Sebagaimana terungkap melalui dokumen rahasia yang sudah dipublikasikan oleh WikiLeaks, seorang pejabat tinggi Cina bernama He Yafei, melukiskan Korea Utara sebagai anak bandel yang selalu bikin pusing para petinggi Cina di Beijing, seperti ketika beberapa waktu yang lalu secara tiba-tiba melancarkan tes uji coba senjata nuklir hanya untuk unjuk kekuatan dan provokasi terhadap Amerika Serikat. Tentu saja manuver Korea Utara tersebut menurut He Yafei sama sekali tanpa restu terlebih dahulu dari Beijing.

Yang tak kalah menarik, setelah menelusur lebih lanjut bagian lain dari dokumen-dokumen berkaitan dengan isu Korea Utara, adalah penyikapan dari pemerintah Korea Selatan itu sendiri, khususnya Kementerian Luar Negeri. Menurut dokumen  yahng berhasil diakses WikiLeaks, Deputi Menteri Luar Negeri Korea Selatan Chun Yung-woo sempat membuat suatu analisis yang cukup mengejutkan untuk ukuran pejabat tinggi Kementerian Luar Negeri Korea Selatan. Menurut Chun Yung-woo, pengaruh Cina terhadap Korea Utara sejatinya tidaklah sekuat yang diyakini oleh banyak kalangan saat ini.

Choon-woo sangat yakin bahwa Korea Utara cepat atau lambat akan ambruk dan kolaps menyusul meninggalnya pemimpin nomor satu Korea Utara Kim Jong-Il. Dalam dokumen itu juga terungkap bahwa Choon-woo telah diberitahu oleh dua orang pejabat tinggi Cina bahwa jika saatnya nanti Korea Utara harus runtuh dan kolaps maka Cina akan siap dan bahkan jauh lebih nyaman bekerjasama dalam kerangka skema  baru Korea Bersatu (Reunified Korea) di bawah kepemimpinan Korea Selatan, yang berarti juga di bawah kendali Amerika Serikat.

Terlepas otentik tidaknya dokumen ini, jelas ini merupakan suatu perkembangan yang cukup menarik dan penting untuk dicermati di masa depan.
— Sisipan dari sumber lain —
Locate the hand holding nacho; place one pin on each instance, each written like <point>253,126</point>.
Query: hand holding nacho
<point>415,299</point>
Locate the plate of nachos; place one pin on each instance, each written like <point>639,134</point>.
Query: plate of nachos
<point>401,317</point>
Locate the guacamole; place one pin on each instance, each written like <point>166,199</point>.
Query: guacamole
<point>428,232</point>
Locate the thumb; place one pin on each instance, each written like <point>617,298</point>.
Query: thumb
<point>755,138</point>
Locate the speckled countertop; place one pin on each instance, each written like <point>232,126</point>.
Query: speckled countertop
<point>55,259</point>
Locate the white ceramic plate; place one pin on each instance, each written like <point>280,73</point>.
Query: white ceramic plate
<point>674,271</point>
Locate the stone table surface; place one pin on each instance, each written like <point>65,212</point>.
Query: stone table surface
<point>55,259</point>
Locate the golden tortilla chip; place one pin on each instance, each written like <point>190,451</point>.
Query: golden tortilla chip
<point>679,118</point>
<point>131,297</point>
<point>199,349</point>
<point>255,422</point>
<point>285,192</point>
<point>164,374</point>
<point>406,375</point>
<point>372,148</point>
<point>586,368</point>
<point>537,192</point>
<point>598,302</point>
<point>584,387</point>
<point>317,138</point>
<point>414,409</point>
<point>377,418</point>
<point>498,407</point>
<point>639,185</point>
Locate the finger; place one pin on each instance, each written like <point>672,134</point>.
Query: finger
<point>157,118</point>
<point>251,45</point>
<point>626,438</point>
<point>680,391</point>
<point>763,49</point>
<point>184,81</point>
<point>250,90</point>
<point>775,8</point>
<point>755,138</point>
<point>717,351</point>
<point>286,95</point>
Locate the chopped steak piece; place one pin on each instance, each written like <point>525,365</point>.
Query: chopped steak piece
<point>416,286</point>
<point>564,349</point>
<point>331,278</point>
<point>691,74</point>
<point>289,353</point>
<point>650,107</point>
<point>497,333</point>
Apalagi ketika kita menelusur kembali skenario Zbigniew Brzezinski, arsitek politik luar negeri Amerika Serikat yang hingga kini diyakini masih berada di belakang Presiden Barrack Husein Obama.

Dalam skenario besar Brzezinski, salah satu agenda strategisnya adalah menenangkan dan menjinakkan Cina agar tetap dalam kerangka kerjasama taktis dengan Amerika seraya tetap memfokuskan diri pada Rusia sebagai musuh nomor satu Amerika Serikat.

Dalam skenario Brzezinski, maka negara-negara yang selama ini dianggap sebagai sekutu tradisional Cina, Amerika akan mengambil kebijakan luar negeri yang lunak sehingga akan membuat Cina tenang dan tidak merasa terancam.

Perkembangan baru-baru ini di Myanmar, ketika pemimpin Oposisi Aung San Suu Kyi dibebaskan dari tahanan politik rezim militer Jenderal Than Swee, maka perkembangan ini bisa dibaca sebagai adanya desakan kuat dari Cina agar Myanmar bersikap kooperatif terhadap Aung San Suu Kyi. Ini bisa terjadi karena telah tercapainya kesepakatan strategis antara Amerika dan Cina.

Dalam kasus Korea Utara, nampaknya Cina bahkan sudah siap melangkah lebih jauh lagi dengan meriskir kemungkinan skenario terburuk: Runtuhnya Rezim Korea Utara pasca kepemimpinan Kim Jong-Il. Dan kesiapan Cina untuk bekerjasama dengan Korea Selatan dan Amerika Serikat.

Jika skenario ini benar-benar jadi kenyataan, maka benarlah prediksi analis intelijen Webster Tarpley dalam bukunya Obama the Post Modern Coup, bahwa dengan mengondiksikan kerjasama Amerika-Cina, maka strategi pengepungan dan pembendungan terhadap Rusia akan menjadi sasaran strategis pemerintahan Barrack Obama.

Meskipun beberapa kalangan pakar maupun tim riset Global Future Institute berpendapat bahwa pernyataan yang dari pejabat Cina He Yafei merupakan pendapat pribadi yang belum menjadi kebijakan, namun dalam perspektif analisis intelijen, tetap saja bocoran dokumen rahasia WikiLeaks ini tetap memiiki nilai inforamasi yang cukup strategis. Bahwa Amerika dan Cina yang seama ini dikesankan terjadi konflik yang kian menajam di berbagai kawasan dunia termasuk di Asia Tenggara, namun sejatinya tetap terbuka ke arah persekutuan baru atas dasar win-win solution.

Dan nampaknya, bukan tidak mungkin kali ini akan mengorbankan Korea Utara sebagai salah satu pion dari permainan catur internasional (international Chessboard Game). Tapi sebaiknya kita jangan anggap enteng Korea Utara, sebagaimana juga Vietnam Utara dulu pada akhirnya toh berhasi mempecundangi Amerika Serikat sehingga harus hengkang dari negara tersebut pada 1975.

Lebih daripada sekadar sekutu tradisional Cina, Korea Utara terbukti merupakan negara yang memiliki ketahanan nasional yang kuat tidak saja secara militer, melainkan juga secara sosia-budaya.